1961年生まれ。87年、日本IBMにて、アジア太平洋地区経営企画、米IBM戦略部門を経て、2006年、日本IBM執行役員と米IBMバイスプレジデントに就任。国内では通信、メディア、流通、公益などの業種別事業やサービス事業を担当。11年末に退職し、米ベライゾンのエリアバイスプレジデント、ベライゾンジャパン社長に転身。15年7月、米デル バイスプレジデント兼デル代表取締役社長に就任。19年8月、デルとEMCジャパンの代表取締役会長に。同11月から現職。

2025年の展望

 2025年は、生成AI自らが状況を判断し、計画を立て、行動し、結果から学習することができる優秀なアシスタントのような存在になる、「AI Agent元年」になると考えています。

 特に「ナレッジポータルの構築」「コールセンターや顧客サポートの効率化および自動化」「テキスト、音声、画像、動画などの非構造化データの処理の自動化」などは、AI Agentが効果を発揮する領域です。

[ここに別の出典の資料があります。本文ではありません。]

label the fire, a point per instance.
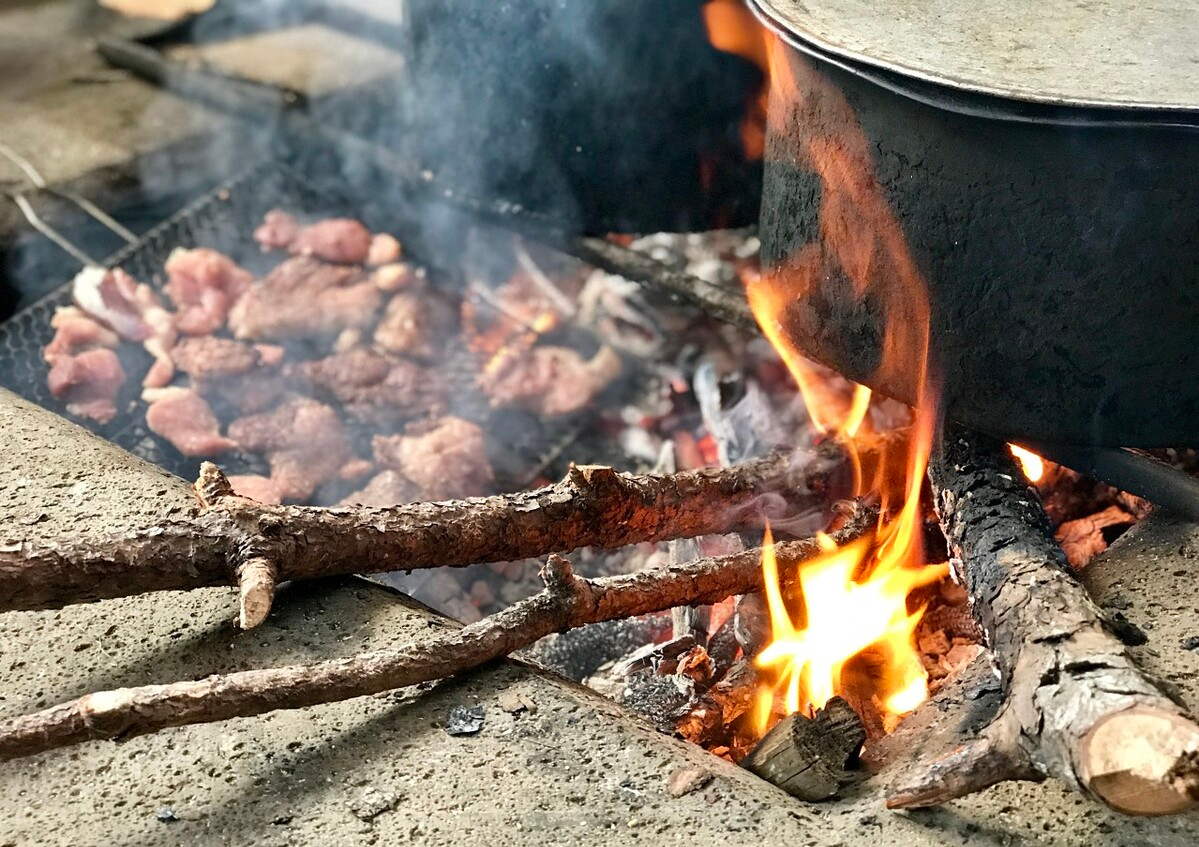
(853, 605)
(1032, 466)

 Google Cloudは、企業内の様々なデータや知見を活用できるプラットフォーム「Google Agentspace」を発表しました。Agentspaceを活用すれば、Geminiの高度な推論能力、Googleの検索機能、そしてGoogle Cloud製品だけでなく、Microsoft 365やServiceNow、Box、Dropbox、SAP、 Oracleなどに保存された企業内データを組み合わせることができるため、生産性は飛躍的に向上します。

 企業にAI Agentを活用いただく上で必要不可欠となるポイントとして、マルチモーダル対応、ロングコンテキスト対応、グラウンディング、およびセキュリティへの取り組みに引き続き注力してまいります。